Porém, a advogada pondera que, muito pouco provavelmente, nos dias de hoje, a pessoa conseguirá informações de quem é a mãe ou o pai genético dele.
 
“O que é informado e está acontecendo é o fornecimento de dados biológicos do material fornecido. Nunca o nome das pessoas que doaram”, explica.
 
Se o filho quiser fazer uma busca sobre o seu passado genético, dificilmente terá os dados. Zeger conta que, no caso da adoção tradicional, é possível que a pessoa obtenha legalmente como veio ao mundo e quem são seus pais biológicos. Se existe essa possibilidade, ela é garantida pela lei. No caso de fertilização in vitro, porém, a questão tende a se complicar.

“Normalmente será alguém de um banco de gametas que não quer ter a identidade revelada. Existe uma doação e, por isso, um banco. Da mesma forma, o doador não pode rastrear o destino do material fornecido. Uma vez doado, doado está”, diz.
 
“A clínica que recebeu pode dar as informações sobre o que aconteceu, mas nada além disso. Deve haver, por parte desses locais, um contrato para que sejam resguardadas todas as partes envolvidas.”

Escolhas polêmicas
Ao ir a uma clínica de reprodução assistida buscar um sêmen, a mulher tem acesso a uma lista extensa de características dos doadores.

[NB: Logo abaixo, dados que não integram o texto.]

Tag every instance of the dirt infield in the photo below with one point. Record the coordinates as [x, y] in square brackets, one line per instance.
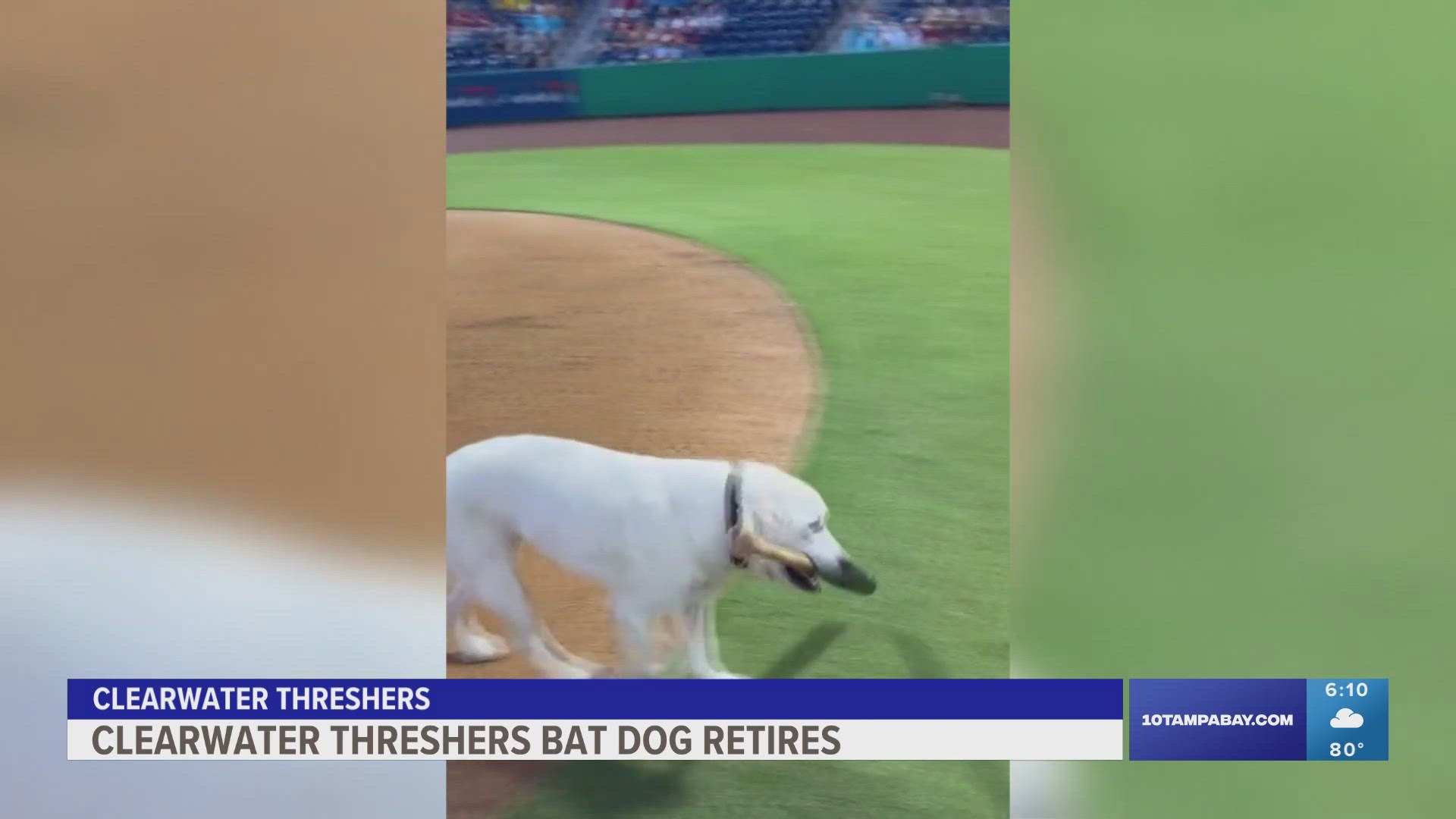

O mesmo acontece com uma doação de óvulo, mas os detalhes tendem a ser muito menos explícitos quando a opção é pela implantação de um material já fecundado.
 
Uma das questões mais polêmicas em torno desse procedimento está justamente nas possibilidades de escolha. No Brasil é proibido fazer a opção pelo sexo do bebê, mas não há nada que fale a respeito das outras características genéticas.

"Entre os embriões doados, por exemplo, pode haver um com síndrome de Down, uma anomalia cromossômica muito incidente. O casal toparia adotar esse embrião? Do ponto de vista genético, categorizar um embrião como saudável é complicado", debate o professor de bioética da Faculdade de Ciências da Saúde da Universidade de Brasília Natan Monsores.
 
Ele explica que algumas doenças genéticas só vão aparecer na primeira infância ou mais tardiamente e, apesar de haver ferramentas modernas para a seleção de embriões, elas ainda são incompletas e pouco acessíveis. “Entramos em um campo muito nebuloso ao falar de escolha genética, de sexo, de tentar evitar doenças nesses embriões.”

Monsores afirma que a própria descristalização — uma das etapas da implantação dos embriões no útero — já pode gerar alterações agressivas. Ele considera que o critério de viabilidade do embrião também é muito controverso e envolto em uma longa discussão técnica na literatura para a sua definição ideal. “Alguns pesquisadores tendem para um lado, outros médicos para outro e não há consenso muito preciso.”